Last year for my birthday, my friend S got me a book. He told me that when he went to Half-Priced Books, he asked to see the Feminist Literature section. It tickled me to no end. He decided on Eavan Boland’s Object Lessons, which I had never read, though I *loved* In a Time of Violence, one of her poetry collections. He chose well, since Boland gets more personal in this memoir/poetry criticism hybrid. I found it to be an enjoyable, if challenging, read.
Object Lessons is a nonfiction text. It’s a blend of memoir, literary criticism, and poetic history and commentary. It’s the story of Boland becoming a poet, finding her identity as a woman, and understanding her place in Irish poetic history.
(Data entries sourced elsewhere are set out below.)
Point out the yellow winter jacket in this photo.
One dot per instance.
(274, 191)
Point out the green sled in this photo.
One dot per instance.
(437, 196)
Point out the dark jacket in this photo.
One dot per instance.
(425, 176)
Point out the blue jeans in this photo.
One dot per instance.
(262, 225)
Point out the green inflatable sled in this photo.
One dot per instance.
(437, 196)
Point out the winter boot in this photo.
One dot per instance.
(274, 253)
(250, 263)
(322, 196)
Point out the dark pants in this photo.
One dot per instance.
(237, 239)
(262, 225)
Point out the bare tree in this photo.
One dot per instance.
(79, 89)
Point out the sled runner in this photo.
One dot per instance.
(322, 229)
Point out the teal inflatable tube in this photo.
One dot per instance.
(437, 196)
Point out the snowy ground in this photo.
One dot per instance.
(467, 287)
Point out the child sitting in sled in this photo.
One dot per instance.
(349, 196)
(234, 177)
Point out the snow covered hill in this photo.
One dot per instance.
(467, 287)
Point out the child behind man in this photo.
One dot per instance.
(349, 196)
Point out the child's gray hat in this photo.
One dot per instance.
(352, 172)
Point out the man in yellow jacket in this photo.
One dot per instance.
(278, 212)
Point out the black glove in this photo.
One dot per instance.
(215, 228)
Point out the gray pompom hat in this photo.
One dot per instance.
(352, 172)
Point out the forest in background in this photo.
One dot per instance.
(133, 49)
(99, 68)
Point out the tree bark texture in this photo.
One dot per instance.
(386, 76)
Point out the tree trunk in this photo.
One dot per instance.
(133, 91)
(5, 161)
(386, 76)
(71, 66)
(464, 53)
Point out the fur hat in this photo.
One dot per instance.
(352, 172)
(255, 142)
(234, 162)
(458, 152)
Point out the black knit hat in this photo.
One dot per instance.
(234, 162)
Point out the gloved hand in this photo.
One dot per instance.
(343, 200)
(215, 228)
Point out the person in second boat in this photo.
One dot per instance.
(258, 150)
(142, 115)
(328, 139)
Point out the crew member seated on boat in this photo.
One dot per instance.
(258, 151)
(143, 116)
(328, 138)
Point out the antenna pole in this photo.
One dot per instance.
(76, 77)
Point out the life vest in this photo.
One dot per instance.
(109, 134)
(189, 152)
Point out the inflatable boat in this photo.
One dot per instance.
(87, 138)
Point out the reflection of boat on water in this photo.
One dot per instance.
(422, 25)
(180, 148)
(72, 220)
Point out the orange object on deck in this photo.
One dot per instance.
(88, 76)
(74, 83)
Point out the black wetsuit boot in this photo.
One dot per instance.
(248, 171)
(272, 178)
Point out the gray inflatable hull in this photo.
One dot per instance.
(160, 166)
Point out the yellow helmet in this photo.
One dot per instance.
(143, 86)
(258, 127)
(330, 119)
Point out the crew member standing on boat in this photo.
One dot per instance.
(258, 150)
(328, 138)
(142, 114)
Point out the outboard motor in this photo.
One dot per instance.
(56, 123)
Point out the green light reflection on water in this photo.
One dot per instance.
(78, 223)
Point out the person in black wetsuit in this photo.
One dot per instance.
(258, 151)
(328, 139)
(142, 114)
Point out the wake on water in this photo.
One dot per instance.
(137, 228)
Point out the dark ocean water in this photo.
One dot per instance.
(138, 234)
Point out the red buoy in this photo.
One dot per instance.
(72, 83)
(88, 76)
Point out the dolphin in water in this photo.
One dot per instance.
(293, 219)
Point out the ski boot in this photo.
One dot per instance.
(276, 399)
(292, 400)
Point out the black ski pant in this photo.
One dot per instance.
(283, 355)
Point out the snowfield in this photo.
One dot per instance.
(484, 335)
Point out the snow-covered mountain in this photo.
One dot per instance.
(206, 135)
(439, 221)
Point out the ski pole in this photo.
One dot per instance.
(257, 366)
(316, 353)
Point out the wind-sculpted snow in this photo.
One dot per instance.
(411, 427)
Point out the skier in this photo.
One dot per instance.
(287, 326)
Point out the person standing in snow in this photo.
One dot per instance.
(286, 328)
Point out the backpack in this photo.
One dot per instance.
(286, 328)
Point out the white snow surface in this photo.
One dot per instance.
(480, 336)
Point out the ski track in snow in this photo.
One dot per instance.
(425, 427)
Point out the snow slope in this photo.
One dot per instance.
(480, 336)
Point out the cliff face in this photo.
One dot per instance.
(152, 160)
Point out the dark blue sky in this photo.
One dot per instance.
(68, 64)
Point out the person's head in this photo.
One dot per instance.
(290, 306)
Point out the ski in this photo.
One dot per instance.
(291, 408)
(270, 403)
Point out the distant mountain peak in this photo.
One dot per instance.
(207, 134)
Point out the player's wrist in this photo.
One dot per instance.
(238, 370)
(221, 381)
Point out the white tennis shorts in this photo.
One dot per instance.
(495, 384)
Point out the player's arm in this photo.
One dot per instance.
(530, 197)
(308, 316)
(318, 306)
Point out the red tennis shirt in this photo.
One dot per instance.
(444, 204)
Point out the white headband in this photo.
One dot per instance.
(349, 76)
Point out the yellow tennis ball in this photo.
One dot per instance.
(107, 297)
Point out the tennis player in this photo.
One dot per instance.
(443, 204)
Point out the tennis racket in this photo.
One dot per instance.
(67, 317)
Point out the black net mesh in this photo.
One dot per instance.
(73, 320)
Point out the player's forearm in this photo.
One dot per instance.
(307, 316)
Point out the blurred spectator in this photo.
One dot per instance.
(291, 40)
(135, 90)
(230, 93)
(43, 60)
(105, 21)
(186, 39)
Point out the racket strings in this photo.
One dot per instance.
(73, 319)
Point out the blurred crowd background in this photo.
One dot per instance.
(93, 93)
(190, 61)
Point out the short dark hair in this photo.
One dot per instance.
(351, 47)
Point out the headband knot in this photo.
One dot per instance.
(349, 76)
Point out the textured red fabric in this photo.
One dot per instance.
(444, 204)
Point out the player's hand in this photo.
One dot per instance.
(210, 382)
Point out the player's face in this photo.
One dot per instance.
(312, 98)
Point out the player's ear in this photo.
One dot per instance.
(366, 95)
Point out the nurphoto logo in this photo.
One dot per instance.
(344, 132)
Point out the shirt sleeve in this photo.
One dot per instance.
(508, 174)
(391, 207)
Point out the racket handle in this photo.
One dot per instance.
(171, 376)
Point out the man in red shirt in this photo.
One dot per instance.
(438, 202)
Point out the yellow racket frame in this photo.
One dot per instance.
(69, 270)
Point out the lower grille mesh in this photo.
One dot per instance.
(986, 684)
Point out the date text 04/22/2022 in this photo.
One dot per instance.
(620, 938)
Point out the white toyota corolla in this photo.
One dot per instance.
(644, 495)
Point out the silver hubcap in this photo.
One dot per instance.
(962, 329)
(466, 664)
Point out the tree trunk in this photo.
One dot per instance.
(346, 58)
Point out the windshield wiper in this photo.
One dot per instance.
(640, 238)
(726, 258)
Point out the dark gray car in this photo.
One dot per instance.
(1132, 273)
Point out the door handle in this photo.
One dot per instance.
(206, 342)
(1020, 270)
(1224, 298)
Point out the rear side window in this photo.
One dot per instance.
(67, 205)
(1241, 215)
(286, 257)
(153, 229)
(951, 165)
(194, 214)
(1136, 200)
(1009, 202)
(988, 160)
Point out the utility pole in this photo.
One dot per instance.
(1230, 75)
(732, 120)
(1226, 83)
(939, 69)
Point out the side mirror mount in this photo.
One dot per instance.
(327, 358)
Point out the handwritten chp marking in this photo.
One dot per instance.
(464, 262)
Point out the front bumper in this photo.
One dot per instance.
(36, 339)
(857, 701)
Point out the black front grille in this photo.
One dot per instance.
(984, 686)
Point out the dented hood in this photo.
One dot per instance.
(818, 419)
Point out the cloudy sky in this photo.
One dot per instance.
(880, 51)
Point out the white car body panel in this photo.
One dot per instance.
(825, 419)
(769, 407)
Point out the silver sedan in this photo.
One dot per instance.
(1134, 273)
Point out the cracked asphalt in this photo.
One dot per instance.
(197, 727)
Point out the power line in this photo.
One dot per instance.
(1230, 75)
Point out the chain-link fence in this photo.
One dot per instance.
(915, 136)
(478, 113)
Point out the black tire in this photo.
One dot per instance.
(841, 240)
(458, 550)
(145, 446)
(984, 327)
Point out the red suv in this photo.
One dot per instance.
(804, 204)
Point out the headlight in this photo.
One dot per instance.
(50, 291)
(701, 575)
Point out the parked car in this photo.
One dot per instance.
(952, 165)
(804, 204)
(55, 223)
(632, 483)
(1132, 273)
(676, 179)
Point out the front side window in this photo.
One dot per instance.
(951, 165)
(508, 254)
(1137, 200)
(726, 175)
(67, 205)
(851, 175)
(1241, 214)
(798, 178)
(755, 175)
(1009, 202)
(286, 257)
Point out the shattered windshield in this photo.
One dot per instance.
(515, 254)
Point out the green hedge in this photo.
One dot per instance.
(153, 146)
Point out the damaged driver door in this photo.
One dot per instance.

It’s sort of a contemporary update to Virginia Woolf’s A Room of One’s Own, in which the author asks herself how a woman with children can be a poet, how is it possible to leave the kitchen and write? Can a woman be a poet and be a parent? Is it possible to balance all these elements in your life? The answer is obviously quite complicated. But the questions are worth exploring, as are the elements of heritage that Boland brings up throughout the memoir.
It’s not a straightforward sort of biography, nor is it pure literary criticism. Since I had read Boland before and knew something of her background, I enjoyed Object Lessons quite a bit. A casual reader may not get quite as much out of it, unless they’d also read some of her poetry or another Irish author’s. But the writing is absolutely gorgeous.